Ho fatto il carico di giornate silenziose, di attimi tristi e solitudine. Ho sopportato a lungo senza mai lasciarmi schiacciare al suolo dal dolore. Ho fatto tutto ciò che era in mio potere per essere forte, per non cedere, per non vedere distrutta la mia anima.
Eppure continuo a ritrovarmi al punto di partenza. Come se stessi scontando una pena all'inferno per tutte le volte in cui questo cuore stanco ha incassato un altro duro colpo.
Posate d'argento, bicchieri di cristallo. Bottiglie del migliore champagne, del vino più pregiato. Aragoste, ostriche.
Poi ancora lanterne accese, drappi attorcigliati alle aste dei tendoni bianchi. Piante alte dalle foglie di un verde acceso.
Una lunga passerella all'entrata, con il tappeto rosso e le candele disposte sul sentiero. Poi ancora petali di rose sparpagliati ovunque.
I miei non hanno badato a spese. Più che una cena per festeggiare il loro anniversario di matrimonio, sembra un meeting di lavoro. Tanti sono i personaggi di spicco presenti e in giro per la villa. Molti dei quali non ho mai visto in vita mia.
Avrei fatto volentieri a meno di partecipare, in particolare dopo essere stata obbligata a indossare questo tubino rosa malva con un fiocco di tulle sulla spalla destra e i tacchi, che mi causano un dolore atroce ai piedi.
Sono passate due settimane e rischio di impazzire. Avevo dimenticato quanto fosse faticoso avere a che fare con la mia famiglia.
Inoltre, se dovrò continuare a essere seguita a ogni passo da una guardia di sicurezza, pronta a lanciarsi su di me per proteggermi, potrei seriamente valutare l'opzione di non tornare più.
Il mio telefono è sparito il mattino dopo avere avuto la discussione con Peter e non sono proprio riuscita a contattare in tempo nessuno, tantomeno a recuperarlo.
Non che abbia qualcuno con cui parlare dopo avere litigato e troncato i rapporti con Alissa.

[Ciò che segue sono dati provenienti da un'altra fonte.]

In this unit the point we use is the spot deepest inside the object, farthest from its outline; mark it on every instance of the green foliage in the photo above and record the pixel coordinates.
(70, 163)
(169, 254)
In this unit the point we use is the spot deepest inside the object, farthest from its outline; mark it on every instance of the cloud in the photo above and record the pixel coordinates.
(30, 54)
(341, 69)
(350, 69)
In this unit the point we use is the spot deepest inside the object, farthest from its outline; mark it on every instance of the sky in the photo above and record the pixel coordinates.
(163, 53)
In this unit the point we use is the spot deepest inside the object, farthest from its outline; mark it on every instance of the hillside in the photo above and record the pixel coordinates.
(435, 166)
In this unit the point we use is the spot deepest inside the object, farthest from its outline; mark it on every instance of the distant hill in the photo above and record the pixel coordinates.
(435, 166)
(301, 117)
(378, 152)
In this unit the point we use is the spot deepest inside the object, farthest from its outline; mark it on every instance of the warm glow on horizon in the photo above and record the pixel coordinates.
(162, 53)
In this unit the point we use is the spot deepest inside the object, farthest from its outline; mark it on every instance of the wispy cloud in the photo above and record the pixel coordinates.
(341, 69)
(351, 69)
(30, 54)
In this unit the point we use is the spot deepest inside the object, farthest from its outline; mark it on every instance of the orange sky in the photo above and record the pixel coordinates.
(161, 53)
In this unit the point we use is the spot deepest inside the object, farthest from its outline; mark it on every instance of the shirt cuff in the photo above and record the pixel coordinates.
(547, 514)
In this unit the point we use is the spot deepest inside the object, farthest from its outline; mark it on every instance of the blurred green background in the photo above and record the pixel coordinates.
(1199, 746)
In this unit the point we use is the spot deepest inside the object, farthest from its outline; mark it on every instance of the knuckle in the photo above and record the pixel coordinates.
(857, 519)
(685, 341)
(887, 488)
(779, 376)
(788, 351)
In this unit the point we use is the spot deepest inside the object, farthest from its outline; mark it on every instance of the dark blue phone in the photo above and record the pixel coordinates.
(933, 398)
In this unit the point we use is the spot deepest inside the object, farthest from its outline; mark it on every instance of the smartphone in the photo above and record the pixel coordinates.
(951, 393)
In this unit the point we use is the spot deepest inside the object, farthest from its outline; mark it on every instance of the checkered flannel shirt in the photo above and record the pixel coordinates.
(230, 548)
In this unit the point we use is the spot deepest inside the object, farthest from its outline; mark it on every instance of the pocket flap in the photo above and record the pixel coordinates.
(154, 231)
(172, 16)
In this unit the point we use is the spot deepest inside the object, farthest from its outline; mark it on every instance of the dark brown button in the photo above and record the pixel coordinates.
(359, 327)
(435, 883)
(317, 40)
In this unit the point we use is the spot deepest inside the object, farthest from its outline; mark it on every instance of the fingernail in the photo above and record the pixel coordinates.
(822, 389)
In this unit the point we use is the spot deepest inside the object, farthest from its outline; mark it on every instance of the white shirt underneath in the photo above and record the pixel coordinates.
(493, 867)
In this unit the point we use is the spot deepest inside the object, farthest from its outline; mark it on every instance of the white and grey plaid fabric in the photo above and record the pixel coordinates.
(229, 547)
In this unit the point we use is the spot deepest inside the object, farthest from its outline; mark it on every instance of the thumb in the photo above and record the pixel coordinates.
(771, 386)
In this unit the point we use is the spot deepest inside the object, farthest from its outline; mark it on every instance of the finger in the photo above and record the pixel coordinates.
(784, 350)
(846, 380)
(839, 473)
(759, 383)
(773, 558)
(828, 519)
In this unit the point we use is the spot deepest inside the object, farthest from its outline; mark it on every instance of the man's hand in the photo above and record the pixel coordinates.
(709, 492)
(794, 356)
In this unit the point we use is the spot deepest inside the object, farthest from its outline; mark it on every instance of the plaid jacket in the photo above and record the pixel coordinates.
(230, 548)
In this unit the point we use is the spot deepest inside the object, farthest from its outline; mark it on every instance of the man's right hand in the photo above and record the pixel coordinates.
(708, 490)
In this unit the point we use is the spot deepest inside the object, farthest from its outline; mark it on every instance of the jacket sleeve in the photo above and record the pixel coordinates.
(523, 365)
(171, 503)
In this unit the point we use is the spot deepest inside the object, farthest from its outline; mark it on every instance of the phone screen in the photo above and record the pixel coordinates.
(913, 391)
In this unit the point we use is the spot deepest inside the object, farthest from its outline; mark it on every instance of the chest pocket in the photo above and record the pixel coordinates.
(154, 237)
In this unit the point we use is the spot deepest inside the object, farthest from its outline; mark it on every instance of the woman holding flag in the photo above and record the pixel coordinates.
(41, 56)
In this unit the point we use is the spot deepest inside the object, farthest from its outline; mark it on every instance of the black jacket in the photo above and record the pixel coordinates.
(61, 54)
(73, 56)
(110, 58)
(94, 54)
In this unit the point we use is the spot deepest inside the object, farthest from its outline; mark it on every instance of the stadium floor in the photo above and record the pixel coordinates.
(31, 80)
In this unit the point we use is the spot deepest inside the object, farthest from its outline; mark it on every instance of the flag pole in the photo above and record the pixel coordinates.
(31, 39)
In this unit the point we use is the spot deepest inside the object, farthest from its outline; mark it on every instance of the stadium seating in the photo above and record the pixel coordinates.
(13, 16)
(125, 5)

L'unica persona con cui ho avuto a che fare per gran parte del tempo è stata Kellie.
Sospetto sia stato proprio mio fratello a metterla alle mie calcagna dopo averci spedite fuori da Santa Cruz, nella villa dei miei nonni, assenti per un viaggio in Europa.
Non so cosa sia successo. So solo che ho pensato tanto, forse troppo a Tor e mi è mancato. Avrei dovuto contattarlo quella notte stessa. Che stupida!
Mi piacerebbe vederlo. Avvicinarmi a lui quel tanto che basta da abbracciarlo senza più il terrore di spezzarmi tra le sue braccia.
In mezzo a questo sfarzo, a questa gente che non vede il mondo per quello che è davvero, mi chiedo se mi perdonerà mai, se ha pensato a me anche solo per un minuto o se è già passato oltre.
Sospiro guardando mesta il fondo della piscina. Qui non mi trovo a mio agio.
Lui mi farebbe sentire come se fossi esattamente dove dovrei essere.
In qualche modo mi fa da perno per tutte quelle volte in cui rischio di perdere l'equilibrio.
«Luna, tesoro», mio padre si avvicina con un uomo dalla folta barba bianca e un bastone da passeggio. Puzza di naftalina. «Morrigan lei è mia figlia Luna».
L'uomo mi rivolge uno sguardo languido, proprio come quello del resto degli invitati che mi sono stati presentati. Molti di loro vorrebbero farmi conoscere i loro figli.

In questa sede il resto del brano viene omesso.